その唸り声に呼応するように、この場にもう一体人狼が姿を現した。ここに来ての敵増援に、目の前が暗くなる思いだ。アンネリーゼも怒りの表情が凍り付いている。こちらにはもう銀の弾丸はない。アンネリーゼも、ああして捕まっていては自慢の膂力を発揮できないだろう。一応携行しているトマホークは、人狼相手の武器としてはあまりにも頼りない。頼みの綱は人狼化した左腕だけとなったが、怪我や疲労の影響か、重くて持ち上げられない。血もだいぶ流れ出てしまったせいで、本当に目の前が暗くなってきた気もする。

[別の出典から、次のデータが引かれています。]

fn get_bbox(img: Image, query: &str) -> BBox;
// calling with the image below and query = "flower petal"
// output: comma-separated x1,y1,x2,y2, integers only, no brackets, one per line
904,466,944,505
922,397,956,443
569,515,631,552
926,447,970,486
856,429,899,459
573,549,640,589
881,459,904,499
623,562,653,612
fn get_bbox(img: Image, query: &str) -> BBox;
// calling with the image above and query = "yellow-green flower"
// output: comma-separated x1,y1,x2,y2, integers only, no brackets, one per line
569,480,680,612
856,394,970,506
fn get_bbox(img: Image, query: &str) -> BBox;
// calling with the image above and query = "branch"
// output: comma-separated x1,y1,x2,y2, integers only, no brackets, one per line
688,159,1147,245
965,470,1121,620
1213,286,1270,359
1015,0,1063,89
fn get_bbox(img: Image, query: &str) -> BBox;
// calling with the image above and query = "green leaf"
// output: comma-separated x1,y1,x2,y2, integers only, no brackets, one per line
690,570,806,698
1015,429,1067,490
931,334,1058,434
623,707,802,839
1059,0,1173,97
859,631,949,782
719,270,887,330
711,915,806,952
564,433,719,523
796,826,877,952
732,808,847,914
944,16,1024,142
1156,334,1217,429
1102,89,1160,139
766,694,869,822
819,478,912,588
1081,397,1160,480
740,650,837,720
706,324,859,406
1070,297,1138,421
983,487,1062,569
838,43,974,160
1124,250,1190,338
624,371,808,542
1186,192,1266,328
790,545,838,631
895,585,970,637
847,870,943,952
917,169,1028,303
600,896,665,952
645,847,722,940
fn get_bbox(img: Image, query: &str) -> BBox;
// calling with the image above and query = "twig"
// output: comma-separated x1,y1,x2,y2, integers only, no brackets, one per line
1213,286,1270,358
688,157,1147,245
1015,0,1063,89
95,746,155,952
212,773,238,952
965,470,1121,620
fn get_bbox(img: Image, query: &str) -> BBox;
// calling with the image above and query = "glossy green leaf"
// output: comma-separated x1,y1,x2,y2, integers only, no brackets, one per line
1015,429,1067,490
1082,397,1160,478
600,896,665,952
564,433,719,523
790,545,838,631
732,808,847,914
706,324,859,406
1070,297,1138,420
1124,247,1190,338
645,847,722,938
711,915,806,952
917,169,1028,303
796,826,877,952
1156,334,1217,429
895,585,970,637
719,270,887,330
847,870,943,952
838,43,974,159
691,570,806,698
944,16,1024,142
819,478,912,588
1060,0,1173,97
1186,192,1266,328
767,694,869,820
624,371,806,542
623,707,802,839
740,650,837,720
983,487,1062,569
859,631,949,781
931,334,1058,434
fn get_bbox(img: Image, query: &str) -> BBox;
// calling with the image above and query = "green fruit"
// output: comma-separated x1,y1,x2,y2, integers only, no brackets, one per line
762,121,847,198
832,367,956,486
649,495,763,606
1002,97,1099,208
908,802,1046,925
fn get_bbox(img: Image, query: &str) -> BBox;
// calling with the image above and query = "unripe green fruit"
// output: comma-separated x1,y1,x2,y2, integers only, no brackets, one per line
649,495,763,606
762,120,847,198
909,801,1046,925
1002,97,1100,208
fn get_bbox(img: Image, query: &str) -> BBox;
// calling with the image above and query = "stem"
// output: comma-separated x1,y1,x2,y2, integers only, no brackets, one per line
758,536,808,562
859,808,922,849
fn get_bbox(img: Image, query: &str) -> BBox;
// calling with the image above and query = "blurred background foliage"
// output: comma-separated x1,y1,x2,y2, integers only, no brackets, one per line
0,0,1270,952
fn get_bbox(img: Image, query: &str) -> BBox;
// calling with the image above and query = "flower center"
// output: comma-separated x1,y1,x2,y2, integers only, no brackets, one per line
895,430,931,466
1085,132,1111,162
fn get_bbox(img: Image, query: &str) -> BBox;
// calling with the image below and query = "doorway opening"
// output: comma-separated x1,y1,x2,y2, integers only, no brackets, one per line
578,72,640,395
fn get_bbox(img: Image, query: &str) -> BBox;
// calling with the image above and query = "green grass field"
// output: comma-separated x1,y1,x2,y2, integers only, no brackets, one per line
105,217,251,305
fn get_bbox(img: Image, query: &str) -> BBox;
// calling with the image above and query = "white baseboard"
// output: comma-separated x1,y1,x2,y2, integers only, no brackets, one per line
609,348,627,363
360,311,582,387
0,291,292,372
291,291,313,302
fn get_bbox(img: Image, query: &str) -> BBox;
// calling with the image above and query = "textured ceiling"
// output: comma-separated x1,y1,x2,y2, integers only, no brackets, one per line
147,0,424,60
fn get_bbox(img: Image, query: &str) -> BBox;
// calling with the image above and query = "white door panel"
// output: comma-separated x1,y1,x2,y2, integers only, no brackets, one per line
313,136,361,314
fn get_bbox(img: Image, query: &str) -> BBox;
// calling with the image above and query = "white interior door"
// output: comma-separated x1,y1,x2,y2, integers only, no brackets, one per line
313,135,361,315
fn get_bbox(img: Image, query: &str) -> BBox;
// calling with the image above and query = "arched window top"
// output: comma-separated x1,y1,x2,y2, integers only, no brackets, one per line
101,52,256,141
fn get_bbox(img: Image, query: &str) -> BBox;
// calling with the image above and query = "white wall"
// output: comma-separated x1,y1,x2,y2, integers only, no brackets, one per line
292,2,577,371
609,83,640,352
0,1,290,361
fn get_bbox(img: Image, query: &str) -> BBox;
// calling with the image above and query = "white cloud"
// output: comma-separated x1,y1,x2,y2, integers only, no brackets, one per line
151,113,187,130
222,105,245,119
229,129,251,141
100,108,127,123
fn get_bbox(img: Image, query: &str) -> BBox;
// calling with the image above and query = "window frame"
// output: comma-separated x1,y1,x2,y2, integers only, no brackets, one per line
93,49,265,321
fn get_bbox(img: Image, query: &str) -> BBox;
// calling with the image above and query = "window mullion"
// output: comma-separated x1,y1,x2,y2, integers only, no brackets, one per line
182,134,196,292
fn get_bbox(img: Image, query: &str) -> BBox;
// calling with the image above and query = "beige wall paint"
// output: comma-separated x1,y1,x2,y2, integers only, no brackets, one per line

現れた人狼は変異種を伺うようにじっと見た後、四足の歩みで俺の方へ駆け寄ってきた。速度はないが、確実に獲物を仕留めようという油断の無さがある。駄目で元々とばかりに左腕を持ち上げて盾にしようとするが、かえって体勢を崩してしまうので断念する。これでは腕を振るっての打撃も繰り出せない。残された手段は爪だ。鈍い銀色に輝く、金属のような鋭利さを持った角質。先の人狼の牙と爪は、こちらの左腕を容易く斬り裂いた。ならば、この爪が同じような結果を生まない道理はない。 向こうもこの左腕をまだ警戒しているだろう。だから、攻撃は俺の右側面から来る。変異種が知性を有しているのならば、そうするはずだ。今の俺では体勢を入れ替えるのも、左腕を振るうのも間に合わない。武器を失った人間を確実に仕留めようとするだろう。
だが俺は、迫る人狼の撃退よりも、アンネリーゼの解放、そして変異種の撃退を優先する。変異種が人狼たちを魅了で操っているのならば、かの獣を退けなければ人狼は何度でもこの場に現れる。アンネリーゼに髪を切るという選択をさせてしまう事が心苦しいが、今はそれしかないだろう。 俺はアンネリーゼに視線を送る。掛け声などの合図は変異種に悟られる可能性があるので、無言のうちに行わなければなるまい。視線を向けるだけでこちらの胸の内が伝わるとは思っていないが、俺が何かするのだという事は察してもらえるだろう。彼女は疑問の表情と曖昧な頷きとを返したので良しとする。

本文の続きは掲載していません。